TextGCN first constructs a symmetric adjacency matrix based on the given
diagram, then fuses the representation of each node with its neighbors
through convolution operations, and finally sends the representation of
the node to the softmax layer for classification. However, TextGCN
assigns the same weight to each node, which is inconsistent with the
actual contribution of each node to the final classification. To solve
this problem, Petar et al . proposed graph attention network
(GAT)18, which uses masked self-attention methods to
assign different weights to each node according to the characteristics
of adjacent nodes. The problem of using graph convolutional network for
text classification is solved. Only the text information is considered
when constructing the graph for the pre-ordering work, but the
heterogeneous information such as text labels is ignored. In 2020, Xinet al . established a GNN based on label
fusion20. This method combines label information by
adding “text-tag-text” paths while constructing graphs, through which
supervisory information can be transmitted more directly between graphs.
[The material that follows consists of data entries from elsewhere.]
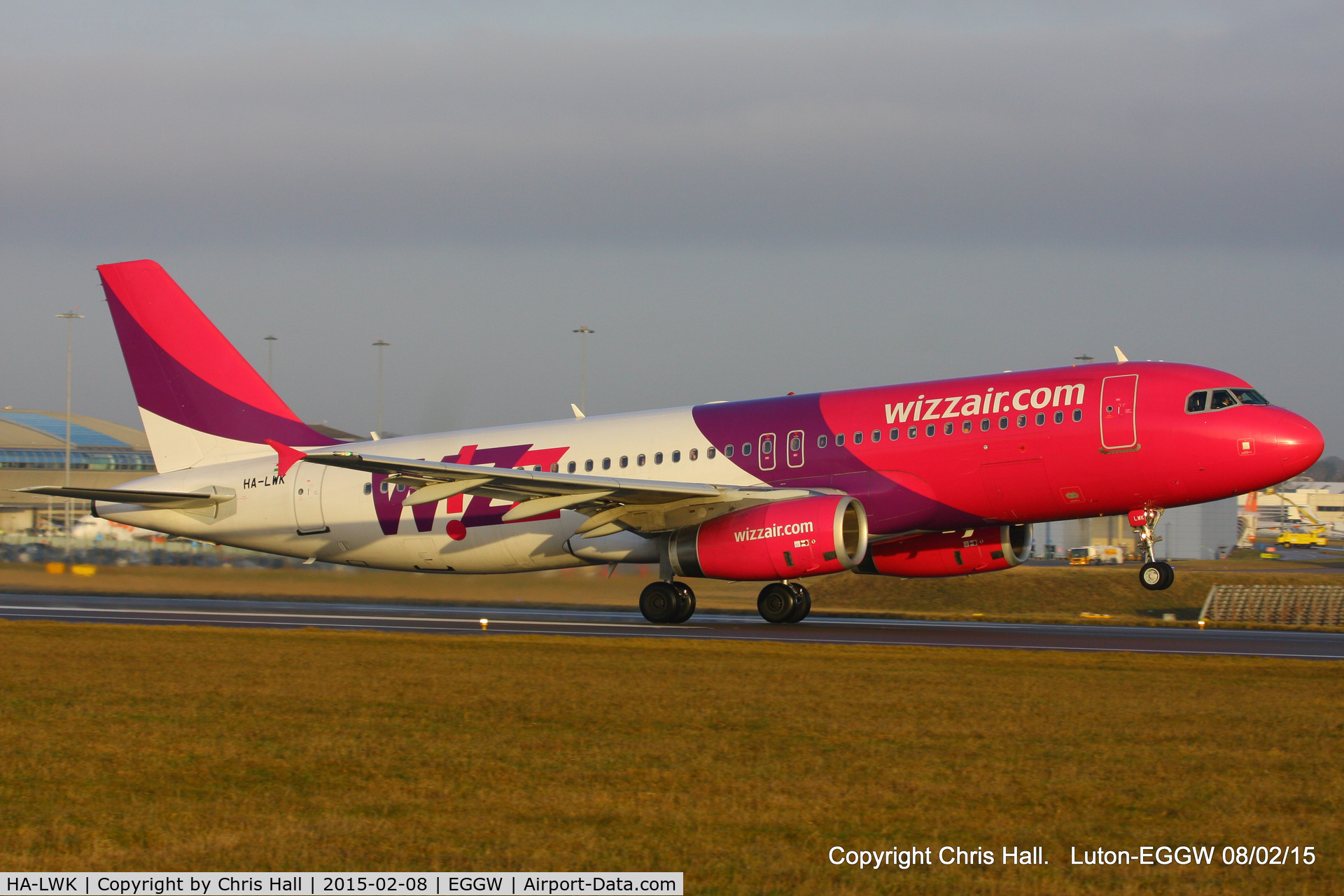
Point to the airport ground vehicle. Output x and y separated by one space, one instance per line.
932 479
1097 555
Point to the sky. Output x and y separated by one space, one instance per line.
742 199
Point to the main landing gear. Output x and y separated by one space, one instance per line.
667 602
784 602
1152 575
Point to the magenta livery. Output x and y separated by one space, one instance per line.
914 480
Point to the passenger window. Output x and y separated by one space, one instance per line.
1250 397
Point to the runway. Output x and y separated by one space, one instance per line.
841 630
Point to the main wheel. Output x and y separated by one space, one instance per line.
1156 577
777 602
660 602
803 603
686 603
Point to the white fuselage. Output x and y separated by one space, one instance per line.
340 523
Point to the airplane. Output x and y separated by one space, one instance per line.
936 479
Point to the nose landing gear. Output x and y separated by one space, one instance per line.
784 602
1152 575
667 602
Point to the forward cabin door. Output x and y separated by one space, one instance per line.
308 498
1119 396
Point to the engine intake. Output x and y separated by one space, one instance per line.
777 540
945 554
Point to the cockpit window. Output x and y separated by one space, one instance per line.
1250 397
1222 399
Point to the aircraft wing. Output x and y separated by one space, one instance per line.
612 504
164 500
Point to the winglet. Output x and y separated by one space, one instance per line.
288 456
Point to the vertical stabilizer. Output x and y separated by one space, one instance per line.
200 399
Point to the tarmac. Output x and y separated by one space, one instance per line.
707 626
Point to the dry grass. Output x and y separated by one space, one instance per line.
739 763
1044 594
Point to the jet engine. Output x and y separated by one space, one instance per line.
945 554
777 540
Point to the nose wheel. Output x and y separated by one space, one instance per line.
1152 575
667 602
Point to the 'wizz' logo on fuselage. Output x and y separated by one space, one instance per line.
991 402
387 500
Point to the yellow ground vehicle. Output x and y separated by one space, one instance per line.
1312 538
1096 555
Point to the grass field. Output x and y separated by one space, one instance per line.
1054 594
166 748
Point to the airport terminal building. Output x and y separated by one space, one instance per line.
33 451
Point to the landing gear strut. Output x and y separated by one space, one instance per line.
667 602
784 602
1152 575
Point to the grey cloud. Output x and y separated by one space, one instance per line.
1073 134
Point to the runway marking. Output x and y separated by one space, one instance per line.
262 620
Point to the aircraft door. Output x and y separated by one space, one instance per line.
308 498
1119 397
766 451
794 448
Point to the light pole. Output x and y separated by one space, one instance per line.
381 344
270 360
584 333
69 317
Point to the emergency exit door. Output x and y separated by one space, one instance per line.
308 498
1119 396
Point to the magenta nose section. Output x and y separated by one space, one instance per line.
1300 444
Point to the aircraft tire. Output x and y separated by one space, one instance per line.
803 605
777 602
686 605
660 602
1156 577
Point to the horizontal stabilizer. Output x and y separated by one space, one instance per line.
164 500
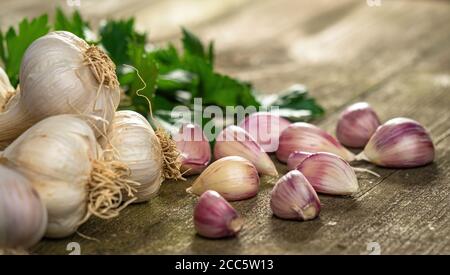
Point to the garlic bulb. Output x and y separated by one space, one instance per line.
23 217
6 90
235 141
133 142
296 158
294 198
265 128
306 137
399 143
356 125
235 178
214 217
194 149
64 163
61 74
329 174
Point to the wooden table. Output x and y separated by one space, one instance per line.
396 56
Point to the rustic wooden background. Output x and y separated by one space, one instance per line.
396 56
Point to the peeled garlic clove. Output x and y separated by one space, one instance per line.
214 217
265 128
23 217
235 178
235 141
194 149
329 174
296 158
294 198
306 137
356 125
399 143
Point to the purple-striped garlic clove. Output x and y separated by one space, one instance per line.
399 143
294 198
302 136
329 174
235 141
194 149
265 128
215 218
234 177
296 158
356 125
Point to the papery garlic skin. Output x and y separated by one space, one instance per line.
296 158
57 76
133 142
400 143
265 128
214 217
235 141
194 149
63 161
356 125
235 178
23 217
6 90
294 198
329 174
302 136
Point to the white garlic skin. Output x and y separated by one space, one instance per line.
194 149
400 143
296 158
55 79
329 174
235 141
234 178
134 143
302 136
215 218
265 128
356 125
294 198
23 217
55 155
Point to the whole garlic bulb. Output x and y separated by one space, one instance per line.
23 217
6 90
133 141
61 74
64 163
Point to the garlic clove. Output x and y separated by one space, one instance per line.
356 125
265 128
294 198
296 158
399 143
302 136
214 217
194 149
233 177
235 141
329 174
23 216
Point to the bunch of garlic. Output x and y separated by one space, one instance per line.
60 74
23 217
65 164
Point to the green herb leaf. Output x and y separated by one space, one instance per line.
75 25
17 43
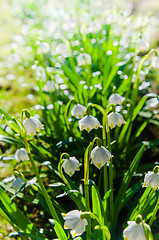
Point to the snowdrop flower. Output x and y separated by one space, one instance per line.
100 156
116 99
155 62
74 222
71 165
78 111
32 125
152 178
49 86
135 230
21 155
143 45
88 123
115 119
17 183
83 58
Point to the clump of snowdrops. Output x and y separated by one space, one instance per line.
81 164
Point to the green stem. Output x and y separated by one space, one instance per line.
43 189
104 113
110 175
101 226
154 213
86 190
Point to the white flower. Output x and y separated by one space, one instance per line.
49 86
71 165
152 179
74 222
135 231
143 45
32 125
17 183
83 58
116 99
78 111
88 123
21 155
100 156
155 62
115 119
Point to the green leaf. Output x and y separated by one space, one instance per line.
14 216
126 180
31 236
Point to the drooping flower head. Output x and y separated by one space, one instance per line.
21 155
116 99
155 62
74 222
83 59
78 111
88 123
152 178
100 156
115 119
49 86
135 230
17 183
143 45
32 125
71 165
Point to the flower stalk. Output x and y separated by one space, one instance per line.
43 189
154 213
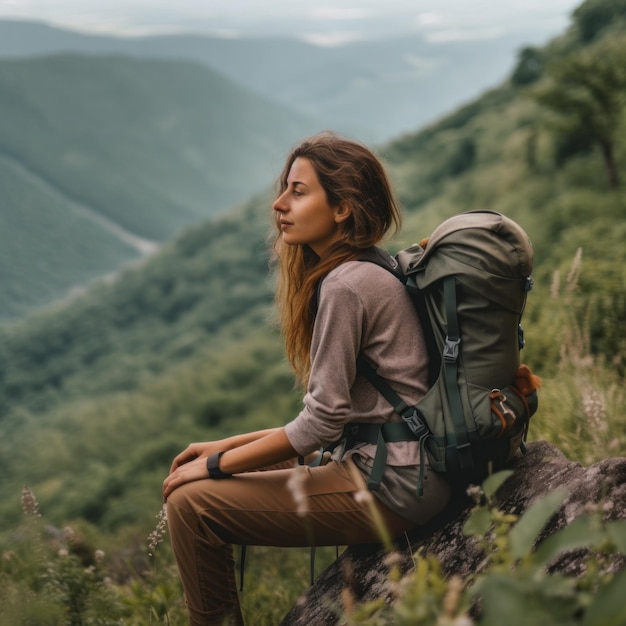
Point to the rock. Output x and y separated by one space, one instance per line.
543 469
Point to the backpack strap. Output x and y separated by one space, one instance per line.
411 428
458 437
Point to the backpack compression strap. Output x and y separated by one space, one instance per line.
450 367
412 427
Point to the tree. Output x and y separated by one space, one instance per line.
587 92
593 16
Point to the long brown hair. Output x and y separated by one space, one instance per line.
349 173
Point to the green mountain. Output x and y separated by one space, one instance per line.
374 89
101 157
97 395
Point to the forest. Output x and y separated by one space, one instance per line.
99 392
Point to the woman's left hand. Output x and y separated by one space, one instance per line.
187 472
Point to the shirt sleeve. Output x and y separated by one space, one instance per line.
337 338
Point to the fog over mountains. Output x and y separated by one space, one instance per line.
111 145
375 89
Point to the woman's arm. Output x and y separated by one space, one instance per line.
255 450
205 448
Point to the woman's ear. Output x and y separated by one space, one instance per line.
342 212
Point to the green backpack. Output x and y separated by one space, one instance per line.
469 283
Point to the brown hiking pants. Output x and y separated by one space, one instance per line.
264 508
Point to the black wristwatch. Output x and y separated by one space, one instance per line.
213 465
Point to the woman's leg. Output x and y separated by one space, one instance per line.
262 508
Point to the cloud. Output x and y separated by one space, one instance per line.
340 13
467 34
332 39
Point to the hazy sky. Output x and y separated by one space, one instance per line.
318 21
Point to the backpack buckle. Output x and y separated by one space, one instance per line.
451 350
416 424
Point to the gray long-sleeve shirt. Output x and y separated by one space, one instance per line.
363 309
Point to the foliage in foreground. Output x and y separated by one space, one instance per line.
515 586
54 579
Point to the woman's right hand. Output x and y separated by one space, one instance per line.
198 450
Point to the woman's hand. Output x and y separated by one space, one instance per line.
197 450
189 471
242 454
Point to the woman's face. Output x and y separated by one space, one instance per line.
303 213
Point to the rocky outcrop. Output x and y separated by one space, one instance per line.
542 470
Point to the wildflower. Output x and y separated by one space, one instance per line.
30 506
453 596
156 536
69 534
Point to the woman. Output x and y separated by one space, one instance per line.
334 205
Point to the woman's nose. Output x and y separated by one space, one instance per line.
279 203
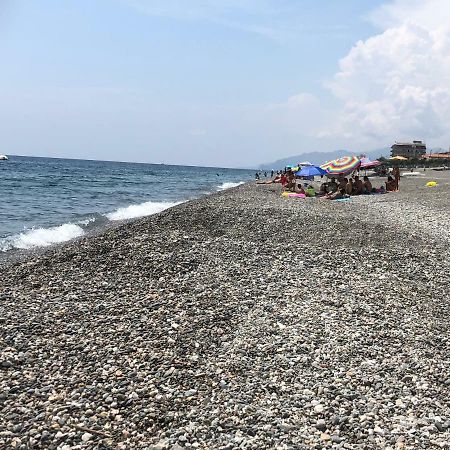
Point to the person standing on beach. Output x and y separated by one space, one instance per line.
396 173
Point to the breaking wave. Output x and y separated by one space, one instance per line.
41 237
140 210
229 184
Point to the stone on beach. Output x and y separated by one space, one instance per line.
239 320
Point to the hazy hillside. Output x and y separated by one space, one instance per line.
320 158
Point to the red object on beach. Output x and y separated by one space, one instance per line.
366 163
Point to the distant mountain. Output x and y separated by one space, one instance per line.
318 158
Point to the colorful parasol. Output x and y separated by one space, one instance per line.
342 166
366 163
311 171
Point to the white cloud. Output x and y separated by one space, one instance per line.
396 85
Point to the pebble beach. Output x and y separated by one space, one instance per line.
241 320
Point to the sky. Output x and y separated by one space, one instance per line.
230 83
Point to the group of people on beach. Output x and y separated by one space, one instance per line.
337 187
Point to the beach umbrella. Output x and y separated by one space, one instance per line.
366 163
311 171
341 166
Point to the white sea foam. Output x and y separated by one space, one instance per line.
140 210
229 184
41 237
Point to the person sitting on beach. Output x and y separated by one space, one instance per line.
290 185
396 174
310 191
332 185
323 189
349 187
367 185
391 185
299 189
358 186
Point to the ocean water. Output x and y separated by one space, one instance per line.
46 201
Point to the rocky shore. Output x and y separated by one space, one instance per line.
241 320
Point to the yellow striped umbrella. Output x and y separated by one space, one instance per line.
342 166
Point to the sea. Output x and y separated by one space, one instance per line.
45 201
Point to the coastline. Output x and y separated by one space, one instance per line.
237 320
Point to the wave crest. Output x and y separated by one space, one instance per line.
229 185
41 237
140 210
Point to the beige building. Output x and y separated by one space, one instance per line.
414 149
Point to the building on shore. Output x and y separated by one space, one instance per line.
414 149
445 155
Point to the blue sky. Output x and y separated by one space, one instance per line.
206 82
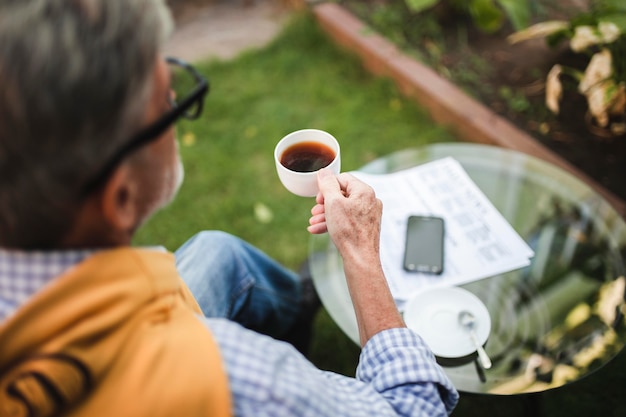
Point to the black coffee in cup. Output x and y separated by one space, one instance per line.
307 157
Chang et al . designed a local aggregation
function21, which is a shareable non-linear operation
for aggregating local inputs with disordered arrangement and unequal
dimensions over non-Euclidean domains. It can fit non-linear functions
without activation functions and can be easily trained using standard
back propagation. In 2021, Wang et al . proposed a new short text
classification method based on GNN the better to utilize the interaction
between nodes of the same type and capture the similarity between short
texts22. This method first models the short text
dataset as a hierarchical heterogeneous graph, then dynamically learns a
short document graph to make label propagation between similar short
documents more effective.
With the emergence of large-scale pre-training models in recent years,
Devlin et al . proposed the pre-training model BERT (Bidirectional
Encoder Representations from Transformers) based on self-attention
mechanism6. BERT enhances a new representation of the
input data at each layer of the encoder, obtaining a text representation
with contextual information using multiple attention operations on
different parts. Liu et al . made improvements on this
basis7, cancelling the next sentence prediction task,
using more diverse data for training and achieving better results. Some
recent studies combined GCN and BERT. Jeong et al . proposed a
citation graph model for paper recommendation tasks23,
which combines the output of GCN and BERT to make the interaction
between local information and global information conducive to downstream
prediction tasks. Lu et al . established a BERT model based on
graph embedding24, which connects word embedding with
node representation, and makes local information and global information
interact through BERT, to determine the final text representation.